A pesar de los años transcurridos y las vicisitudes habidas, contra toda evidencia, me sigo sintiendo el mismo que fui. Pienso quizá que nunca dejé de ser un niño, ni un adolescente, ni un joven, ni el hombre maduro que soy, ni quizás, aunque parezca un absurdo, no he dejado de ser el viejo que seré. Puede ser que ninguno de nosotros hayamos dejado de ser todo eso. Tenemos todas las edades dentro.

Sí, tengo acumuladas todas las edades, el despertar balbuciente de la niñez, la turbia búsqueda de la adolescencia, el vigor de los años de oro, la calma triste de la madurez y la debilidad de la senectud.

Abandonada y perdida entre las sábanas mi piel busca las huellas que el paso del tiempo dejó sobre ella. Epidermis dormida, aún así tengo sobre mí todas las pieles, la perfumada de la infancia, la piel en celo de la pubertad, la hambrienta de caricias de la juventud, la necesitada de vida de la prudencia, la resquebrajada de la vejez.

Reincidente en el fracaso, olvidado en la fortuna, tengo en mi interior todas las derrotas, el príncipe destronado de la infancia, el amor maltrecho de la adolescencia, la brusquedad sangrante del resquebrajamiento de las utopías de la mocedad, la progresiva pérdida de los sueños de la larga estepa que le sigue, el vértigo de la otredad de la senilidad.

La figura de cera de semblante serio y gesto prudente, esconde el jugador espontáneo de la niñez, el atolondrado de la nubilidad, el que arriesga de la juventud, el calculador de la maduración, el despreocupado de los últimos años.

El epicúreo zarandeado por la vida guarda, a pesar de ello, todos los inicios, el que no puede esperar, que ha de ser satisfecho de inmediato para evitar la rabieta, el que podemos postergar para un momento mejor y el que no puede ser pospuesto porque el mañana ya no forma parte del tiempo.

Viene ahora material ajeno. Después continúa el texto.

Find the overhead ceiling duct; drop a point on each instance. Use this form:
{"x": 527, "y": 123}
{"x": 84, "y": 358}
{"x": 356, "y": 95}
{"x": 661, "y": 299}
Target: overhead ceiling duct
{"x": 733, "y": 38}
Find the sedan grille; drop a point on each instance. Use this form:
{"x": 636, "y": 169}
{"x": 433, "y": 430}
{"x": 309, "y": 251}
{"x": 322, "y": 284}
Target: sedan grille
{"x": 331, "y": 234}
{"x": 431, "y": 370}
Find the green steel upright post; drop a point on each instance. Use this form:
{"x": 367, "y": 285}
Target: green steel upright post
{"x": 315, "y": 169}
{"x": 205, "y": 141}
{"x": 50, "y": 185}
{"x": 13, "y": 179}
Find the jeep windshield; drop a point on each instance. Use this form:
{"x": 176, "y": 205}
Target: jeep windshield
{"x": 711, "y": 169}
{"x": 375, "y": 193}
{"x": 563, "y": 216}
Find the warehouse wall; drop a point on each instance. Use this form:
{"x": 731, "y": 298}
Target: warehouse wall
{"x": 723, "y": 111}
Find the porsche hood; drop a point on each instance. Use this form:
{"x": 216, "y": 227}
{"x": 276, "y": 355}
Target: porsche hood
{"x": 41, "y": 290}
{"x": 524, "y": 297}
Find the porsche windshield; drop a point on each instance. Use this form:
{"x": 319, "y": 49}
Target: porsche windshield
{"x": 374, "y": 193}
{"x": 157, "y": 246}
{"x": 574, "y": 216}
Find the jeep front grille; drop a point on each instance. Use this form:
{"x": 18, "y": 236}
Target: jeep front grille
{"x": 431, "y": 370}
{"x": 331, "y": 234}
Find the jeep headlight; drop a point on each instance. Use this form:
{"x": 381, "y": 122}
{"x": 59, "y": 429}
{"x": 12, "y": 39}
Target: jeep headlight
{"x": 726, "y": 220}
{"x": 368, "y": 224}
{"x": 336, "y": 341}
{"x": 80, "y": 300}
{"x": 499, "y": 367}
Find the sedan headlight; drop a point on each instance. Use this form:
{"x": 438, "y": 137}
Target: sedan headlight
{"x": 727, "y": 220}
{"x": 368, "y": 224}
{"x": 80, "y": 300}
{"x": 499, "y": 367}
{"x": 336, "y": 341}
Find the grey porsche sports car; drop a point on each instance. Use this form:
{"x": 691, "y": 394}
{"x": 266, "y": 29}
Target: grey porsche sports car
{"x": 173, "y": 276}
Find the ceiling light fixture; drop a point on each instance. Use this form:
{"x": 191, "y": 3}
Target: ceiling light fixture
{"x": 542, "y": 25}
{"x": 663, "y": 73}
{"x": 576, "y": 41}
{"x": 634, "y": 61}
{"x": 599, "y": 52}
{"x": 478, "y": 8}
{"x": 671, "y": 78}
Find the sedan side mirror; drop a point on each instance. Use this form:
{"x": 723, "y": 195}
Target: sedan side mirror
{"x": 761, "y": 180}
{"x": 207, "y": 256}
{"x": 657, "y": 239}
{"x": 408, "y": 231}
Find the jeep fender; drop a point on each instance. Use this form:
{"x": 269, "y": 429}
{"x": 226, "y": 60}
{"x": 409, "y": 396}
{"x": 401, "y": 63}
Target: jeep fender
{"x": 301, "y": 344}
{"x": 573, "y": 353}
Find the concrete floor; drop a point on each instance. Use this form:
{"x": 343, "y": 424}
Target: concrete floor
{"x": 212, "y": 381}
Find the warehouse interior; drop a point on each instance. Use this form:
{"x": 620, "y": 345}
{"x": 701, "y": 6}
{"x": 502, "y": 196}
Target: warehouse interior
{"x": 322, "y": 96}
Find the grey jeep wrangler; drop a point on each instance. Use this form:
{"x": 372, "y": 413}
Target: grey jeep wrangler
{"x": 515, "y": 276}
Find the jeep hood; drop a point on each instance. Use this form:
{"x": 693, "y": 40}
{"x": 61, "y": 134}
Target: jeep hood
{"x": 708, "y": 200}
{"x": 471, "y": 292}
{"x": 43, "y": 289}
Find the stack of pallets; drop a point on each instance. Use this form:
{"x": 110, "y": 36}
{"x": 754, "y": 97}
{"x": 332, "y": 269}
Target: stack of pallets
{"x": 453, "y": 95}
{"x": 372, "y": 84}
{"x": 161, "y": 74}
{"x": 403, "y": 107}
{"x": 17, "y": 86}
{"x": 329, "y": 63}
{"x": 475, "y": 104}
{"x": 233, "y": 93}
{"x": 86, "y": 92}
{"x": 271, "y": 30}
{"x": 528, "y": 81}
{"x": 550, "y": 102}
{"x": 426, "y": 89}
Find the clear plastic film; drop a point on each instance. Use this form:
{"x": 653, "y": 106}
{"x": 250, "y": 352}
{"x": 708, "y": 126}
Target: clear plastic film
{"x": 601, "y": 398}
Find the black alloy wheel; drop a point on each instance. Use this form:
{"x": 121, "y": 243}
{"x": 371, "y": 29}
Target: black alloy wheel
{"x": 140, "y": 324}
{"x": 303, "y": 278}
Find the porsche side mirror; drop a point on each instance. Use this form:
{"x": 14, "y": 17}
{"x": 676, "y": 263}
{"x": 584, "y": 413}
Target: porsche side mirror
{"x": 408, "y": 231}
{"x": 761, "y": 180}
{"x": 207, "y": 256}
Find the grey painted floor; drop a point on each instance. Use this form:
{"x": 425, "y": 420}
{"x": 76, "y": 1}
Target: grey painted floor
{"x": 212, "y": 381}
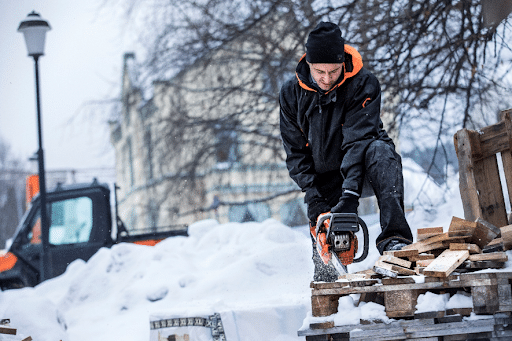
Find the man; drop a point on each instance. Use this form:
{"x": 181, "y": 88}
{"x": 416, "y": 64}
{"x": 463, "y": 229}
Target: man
{"x": 334, "y": 139}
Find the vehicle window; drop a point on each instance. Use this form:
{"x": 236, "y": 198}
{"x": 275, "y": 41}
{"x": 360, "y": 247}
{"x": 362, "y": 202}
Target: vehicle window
{"x": 34, "y": 233}
{"x": 71, "y": 221}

Por todo ello puedo llegar a sentir miedo como un niño aterrorizado, soy capaz de enamorarme como un adolescente, de desear como un joven, de razonar como un adulto o de esperar tranquilamente como un anciano sentado a la puerta de su casa.

Ninguna edad se nos ha ido del todo, las guardamos a la espera de necesitarlas, únicamente el miedo a vernos en lo que fuimos puede impedir que hagan su aparición; la estúpida censura del pasado, el pánico a ver nuestro interior.

Solo los sueños han ido perdiéndose en la bruma dejada por los años para quedar reducidos a unos pocos nombres, que no el mío, a unas cuantas ambiciones, que no las mías y a un cuerpo, el mío, cada vez más débil y bamboleante, cada vez más silencioso y frugal, soñando la exuberancia de otro.